Video-streaming giant Netflix (NASDAQ:NFLX) reported third-quarter results on Tuesday evening. Management used the report and the earnings call to give investors and customers an update on how the production of Netflix originals is shaping up after the spring's COVID-19 pause. Original content is a key ingredient in Netflix's business plan, so this was a welcome update.
The shows must go on
Longtime Chief Content Officer and freshly anointed Co-CEO Ted Sarandos dove headfirst into the content production issue.
"Since the COVID shutdowns, we've completed production on over 50 productions, and we expect another 150 before the year is over," he said. "So all that ramp up puts us back to nearly fully operational in most parts of the world."
The shooting is going a little slower than originally planned in many cases because safety policies for the coronavirus disease naturally make it more difficult to run the filming sets at full speed. That being said, the content machine is back in action around the world again.
"Everything that we forecast for '21, we expect to hit in '21 with a few minor exceptions and some maybe a little more back-weighted than we had planned for last year, but we have planned it all coming out," Sarandos said.

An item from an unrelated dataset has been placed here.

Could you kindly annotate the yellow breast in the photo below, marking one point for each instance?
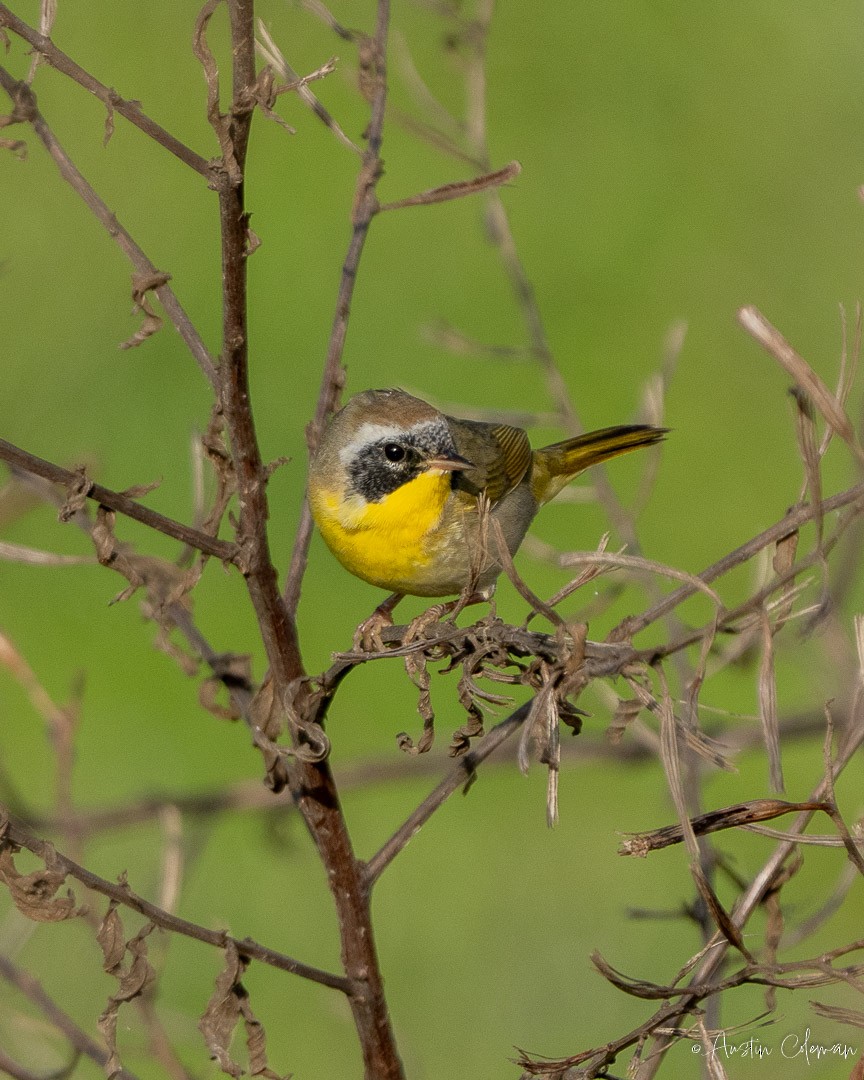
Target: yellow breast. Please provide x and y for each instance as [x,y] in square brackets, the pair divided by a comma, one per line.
[391,543]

In other words, the production slates for both 2020 and 2021 should turn out roughly in line with Netflix's projections at the start of this difficult year. The nitty-gritty details of the original production schedule have changed a bit, but everything looks similar in the bigger picture.
Why original content matters so much
Later, Netflix founder and Co-CEO Reed Hastings reminded us why the production of high-quality shows and movies is so important.

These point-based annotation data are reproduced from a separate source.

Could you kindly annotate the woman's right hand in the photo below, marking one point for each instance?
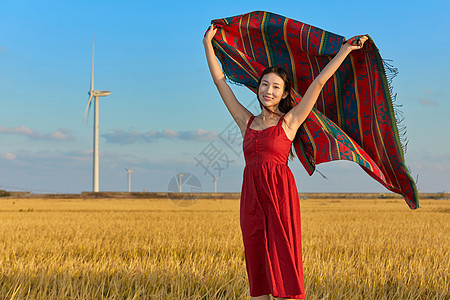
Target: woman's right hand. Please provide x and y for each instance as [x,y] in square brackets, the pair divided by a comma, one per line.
[210,34]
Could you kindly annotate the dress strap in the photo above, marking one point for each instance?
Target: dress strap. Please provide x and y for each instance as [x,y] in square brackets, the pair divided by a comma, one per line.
[250,121]
[281,119]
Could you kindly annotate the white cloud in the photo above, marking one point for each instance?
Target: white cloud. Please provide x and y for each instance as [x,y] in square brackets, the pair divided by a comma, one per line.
[428,102]
[59,135]
[122,137]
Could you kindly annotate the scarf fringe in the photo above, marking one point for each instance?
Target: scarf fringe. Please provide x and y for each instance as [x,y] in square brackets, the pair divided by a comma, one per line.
[391,72]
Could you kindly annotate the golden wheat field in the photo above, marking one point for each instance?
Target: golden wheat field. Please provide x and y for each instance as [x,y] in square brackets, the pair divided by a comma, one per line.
[156,249]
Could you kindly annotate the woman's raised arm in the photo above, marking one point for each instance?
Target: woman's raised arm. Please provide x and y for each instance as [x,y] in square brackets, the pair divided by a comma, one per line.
[239,113]
[297,115]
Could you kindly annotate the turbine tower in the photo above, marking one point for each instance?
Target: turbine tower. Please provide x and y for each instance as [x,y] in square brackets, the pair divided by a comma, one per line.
[129,179]
[95,94]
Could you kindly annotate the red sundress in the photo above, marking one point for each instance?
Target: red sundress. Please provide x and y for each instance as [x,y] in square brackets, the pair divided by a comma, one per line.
[270,215]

"For at least the last 5 years, we've realized there are no gimmicks. There are no techniques. It's fundamentally about member satisfaction," Hastings said. "And if we please you on a Wednesday night, you're more likely to come back on a Thursday night."
That people-pleasing approach gives Netflix less room to handpick a few projects to support with strong production quality and massive promotion. The company is playing to an extremely diverse audience of 195 million viewers spread around the globe, so it's more important to come up with something good for every conceivable taste. Hastings added the following observation:
You can juice a given title if you wanted to, but you're going to pay for it downstream because not everybody got the best title for them ... Or you can juice sign-ups or you can juice any particular metric, but it's all just very distorting. And the fundamental for us is member joy, which we look at as how much of your viewing time you choose to spend with Netflix, how many repeat days, what's retention, all of those aspects.
The big picture
That's the exact mentality that brought Netflix this far. If you build a great content portfolio, subscribers will come. And if you keep providing a great experience, those subscribers will tell their friends. Word-of-mouth marketing is a powerful concept but only as long as the product is good.
This way, Netflix has established itself as a global leader in the nascent media-streaming space. The subscriber list grew 23% longer over the four quarters and expanded by 79% in three years. The company stands on the threshold of generating positive free cash flows for the long haul, though CFO Spencer Neumann won't commit to that promise just yet; Netflix will probably burn some cash in 2021.
So there you have it. Netflix intends to premiere at least 150 more original content titles before the end of 2020, and next year will see even more Netflix originals. The growth story continues to play out on a global stage.